The difference in victory points was 105, so, being in the range 100–150 (just!), was a marginal victory to the French-Allied side as determined by the victory conditions for the scenario.

The breaking of von Klüx’s brigade had opened up the north of the battlefield, but the loss of Litten to the French-Allied troops (due to Compans’ division breaking) evened up matters. A difference of 80 points to the French-Allied side, turned a tactical victory into a marginal one!

My impression was that all players were happy with the game and we all enjoyed the spectacle. It had been played out as a hard fought game but always in the ‘right’ way—as fortunately all our games seem to be.

It was also pleasing that, apart from some of the ‘accounting’ problems on the Russo-Prussian side, it worked playing a large game over three sessions, spanning two months.
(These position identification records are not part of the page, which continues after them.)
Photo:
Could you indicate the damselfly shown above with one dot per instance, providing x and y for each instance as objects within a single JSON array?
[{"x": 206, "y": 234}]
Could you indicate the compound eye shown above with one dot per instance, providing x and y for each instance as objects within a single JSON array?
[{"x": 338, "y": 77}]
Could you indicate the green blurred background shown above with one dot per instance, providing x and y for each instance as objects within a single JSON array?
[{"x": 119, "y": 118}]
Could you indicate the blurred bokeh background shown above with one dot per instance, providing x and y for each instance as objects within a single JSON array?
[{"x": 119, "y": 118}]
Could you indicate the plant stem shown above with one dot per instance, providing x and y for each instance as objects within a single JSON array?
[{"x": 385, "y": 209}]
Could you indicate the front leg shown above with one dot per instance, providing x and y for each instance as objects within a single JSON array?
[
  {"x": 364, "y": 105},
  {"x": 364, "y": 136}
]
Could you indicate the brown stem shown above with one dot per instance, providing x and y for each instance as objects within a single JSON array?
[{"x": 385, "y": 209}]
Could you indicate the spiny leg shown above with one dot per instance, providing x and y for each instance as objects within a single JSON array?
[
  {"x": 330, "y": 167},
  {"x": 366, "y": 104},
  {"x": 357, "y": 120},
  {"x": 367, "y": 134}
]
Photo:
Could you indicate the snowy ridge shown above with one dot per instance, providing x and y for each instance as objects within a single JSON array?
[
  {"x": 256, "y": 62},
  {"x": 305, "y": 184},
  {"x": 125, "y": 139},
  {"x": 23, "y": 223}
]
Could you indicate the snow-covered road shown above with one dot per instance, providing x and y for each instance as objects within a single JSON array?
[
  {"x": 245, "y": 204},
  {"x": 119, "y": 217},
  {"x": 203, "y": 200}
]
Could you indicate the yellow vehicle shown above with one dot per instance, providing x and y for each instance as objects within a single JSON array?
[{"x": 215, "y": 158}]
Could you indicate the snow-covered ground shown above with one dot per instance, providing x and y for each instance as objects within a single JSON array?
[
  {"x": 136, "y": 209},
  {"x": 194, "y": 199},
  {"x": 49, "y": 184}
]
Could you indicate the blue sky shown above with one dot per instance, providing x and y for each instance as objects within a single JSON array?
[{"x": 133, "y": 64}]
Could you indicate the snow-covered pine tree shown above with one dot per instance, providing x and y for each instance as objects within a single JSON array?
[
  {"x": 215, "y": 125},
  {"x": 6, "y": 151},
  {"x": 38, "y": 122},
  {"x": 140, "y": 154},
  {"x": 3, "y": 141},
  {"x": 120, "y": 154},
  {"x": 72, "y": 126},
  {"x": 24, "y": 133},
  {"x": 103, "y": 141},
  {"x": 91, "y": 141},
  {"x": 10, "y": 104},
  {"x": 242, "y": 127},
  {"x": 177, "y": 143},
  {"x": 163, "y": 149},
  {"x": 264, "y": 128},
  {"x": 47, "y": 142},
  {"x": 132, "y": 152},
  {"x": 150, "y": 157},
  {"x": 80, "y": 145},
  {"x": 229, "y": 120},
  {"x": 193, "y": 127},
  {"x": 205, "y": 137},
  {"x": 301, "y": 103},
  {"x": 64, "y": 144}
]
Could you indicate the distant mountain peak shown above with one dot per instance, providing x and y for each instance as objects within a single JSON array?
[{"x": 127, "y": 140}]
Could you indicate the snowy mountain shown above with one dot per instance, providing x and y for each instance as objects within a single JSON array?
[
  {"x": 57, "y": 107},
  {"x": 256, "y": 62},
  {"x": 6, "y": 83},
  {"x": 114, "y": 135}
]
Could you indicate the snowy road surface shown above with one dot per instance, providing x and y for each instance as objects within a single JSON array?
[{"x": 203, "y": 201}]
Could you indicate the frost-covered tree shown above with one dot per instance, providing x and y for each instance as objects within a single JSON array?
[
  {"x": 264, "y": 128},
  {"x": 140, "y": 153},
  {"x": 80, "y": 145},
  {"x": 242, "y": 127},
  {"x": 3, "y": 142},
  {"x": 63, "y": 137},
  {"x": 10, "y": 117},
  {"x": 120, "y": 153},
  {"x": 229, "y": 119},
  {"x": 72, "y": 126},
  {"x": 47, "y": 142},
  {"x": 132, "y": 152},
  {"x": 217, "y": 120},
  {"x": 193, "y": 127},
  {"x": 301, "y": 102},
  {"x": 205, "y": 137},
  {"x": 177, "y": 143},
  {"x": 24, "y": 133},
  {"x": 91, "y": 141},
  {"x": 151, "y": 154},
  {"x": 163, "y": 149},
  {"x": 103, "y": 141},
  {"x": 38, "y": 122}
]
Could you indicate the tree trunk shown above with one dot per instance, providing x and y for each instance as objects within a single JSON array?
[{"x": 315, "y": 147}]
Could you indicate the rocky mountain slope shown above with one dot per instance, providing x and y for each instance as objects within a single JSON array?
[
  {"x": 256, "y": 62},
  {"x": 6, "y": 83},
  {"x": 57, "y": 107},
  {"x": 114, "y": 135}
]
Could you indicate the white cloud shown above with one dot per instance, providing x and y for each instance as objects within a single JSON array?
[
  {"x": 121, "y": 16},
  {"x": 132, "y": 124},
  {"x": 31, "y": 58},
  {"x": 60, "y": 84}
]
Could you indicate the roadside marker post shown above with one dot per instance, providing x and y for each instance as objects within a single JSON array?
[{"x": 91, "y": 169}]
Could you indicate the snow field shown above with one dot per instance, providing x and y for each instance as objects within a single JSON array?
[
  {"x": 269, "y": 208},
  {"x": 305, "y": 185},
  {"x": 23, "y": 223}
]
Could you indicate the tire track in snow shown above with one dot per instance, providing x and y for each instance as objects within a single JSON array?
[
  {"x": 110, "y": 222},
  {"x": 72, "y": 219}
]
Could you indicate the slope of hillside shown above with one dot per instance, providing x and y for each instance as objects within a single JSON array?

This brought to a conclusion our games for the bicentennial of the 1813 campaign—having decided earlier this year to be less ambitious and defer our ‘bicentennial’ game of Leipzig until 2016. In the end we managed only the two big battles of the spring campaign, this one and Lützen, but what games they were!

For this year our tentative programme of bicentennial games is La Rothiere in February, Craonne in March,Toulouse in April and Chippewa or Lundy’s Lane in July.

von Müffling, BC (1997) The Memoirs of Baron von Müffling, A Prussian Officer In The Napoleonic Wars. Napoleonic Library (Book 31). Greenhill Books, London, UK. 517 pp.